And things just fall apart. I mean, this is just a succession of bad.
There is one faithful king here. Just one. And Asa is so faithful he’s willing to remove his own mother, (or perhaps grandmother?) from the royal household. That’s pretty extreme.
Would you be willing to cut your family out of your life because they are hindering your relationship with God? Let’s not even get into the authority she held, or the influence she had over those witnessing her idolatry. Let’s focus on the personal repercussions. I can’t imagine they had a good relationship after he strikes her title as Queen Mother.
Of course, I can’t imagine they had a fantastic relationship before that, either. It’s difficult to share a home with someone who has completely different priorities than you. And I don’t mean disagreements about what to wear to church, what music should be in church, or even which words should be on the sign. I’m not talking about political disagreements, or even theological disagreements. I’m talking about disagreements about WHO GOD IS.
Now, please listen for just a second. I’m not saying that we can’t be really good friends with people who follow other faiths. I think we can be. I think we can find emotional and physical support in these relationships; I think they can be fulfilling, entertaining, comforting. Some of my best friends, honestly, have not been christians.
However, there is always something missing from these relationships. I can go to them for emotional support. They can help me through the anxiety and stress of daily life. I can ask them for physical help watching my children, getting things done when I’m overwhelmed, even financially. I can benefit from their experience, training, and expertise when I need practical advice or insight. What I cannot do is go to them for spiritual advice or understanding. They may not always understand my life choices when God’s leading runs counter-intuitive to worldly wisdom. Sometimes the less profitable position is the one that keeps us in God’s will. Sometimes the riskier prospect is the one God has ordained for us. I have found that my good friends will support me even when my faith contradicts their logic, but they will not be of any help identifying those moments. They will not pray with me. They will not have words from God for me.
So yes, you can have dear, dear friends that are not faithful christians, but christian friends are irreplaceable, and to have a home divided is precarious.
Please continue to bear with me. I feel like I need to be clear about what I’m not saying because relationships are such a complicated and volatile conversation, perhaps even more so than politics or, heh, religion.

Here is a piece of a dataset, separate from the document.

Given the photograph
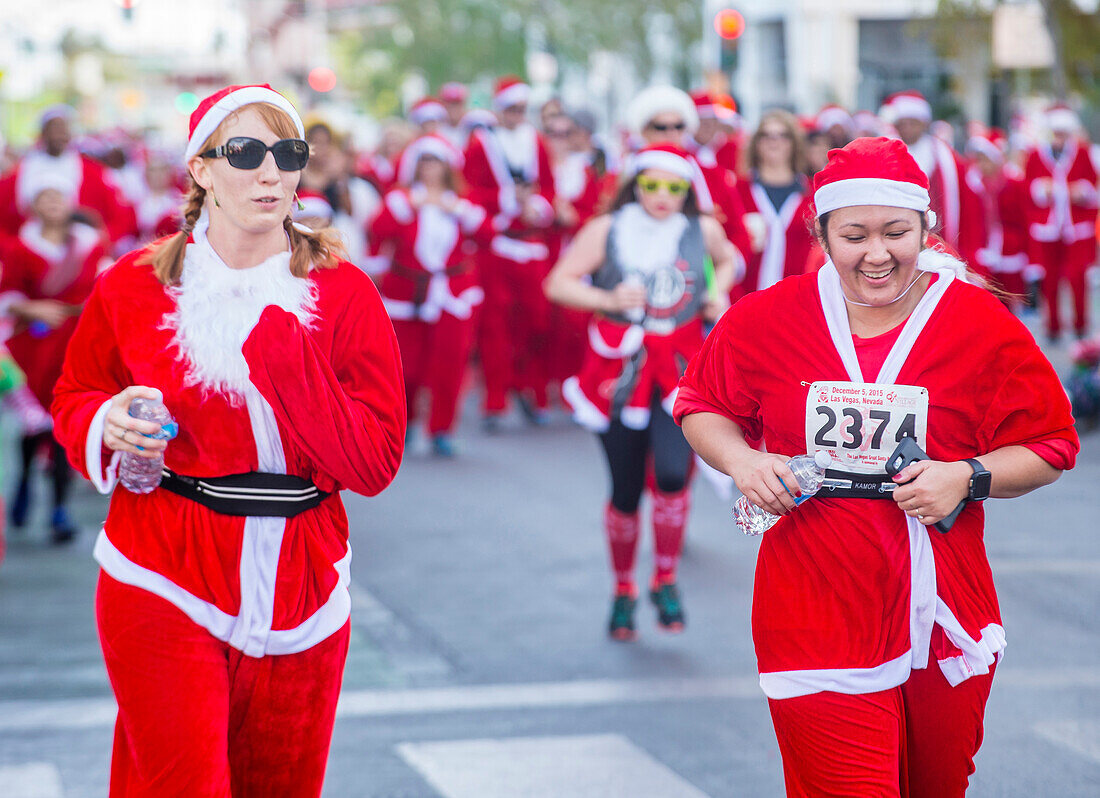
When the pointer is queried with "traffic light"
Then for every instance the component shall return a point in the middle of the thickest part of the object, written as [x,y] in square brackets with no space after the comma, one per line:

There are times when someone may come to Christ years after marriage, creating a home with conflicting priorities. I’m not insinuating in anyway that this marriage should be abandoned. Neither am I suggesting that anyone who comes to Christ should cut off unbelieving family. That would be, and always must be tragic.
What I am asking is whether or not you would be willing to do so if it became unavoidably clear that their choices were actively endangering your faith? If their behavior, their priorities, rather than simply differing from yours were actually requiring your disobedience in order to maintain the relationship? Would you then be willing to walk away?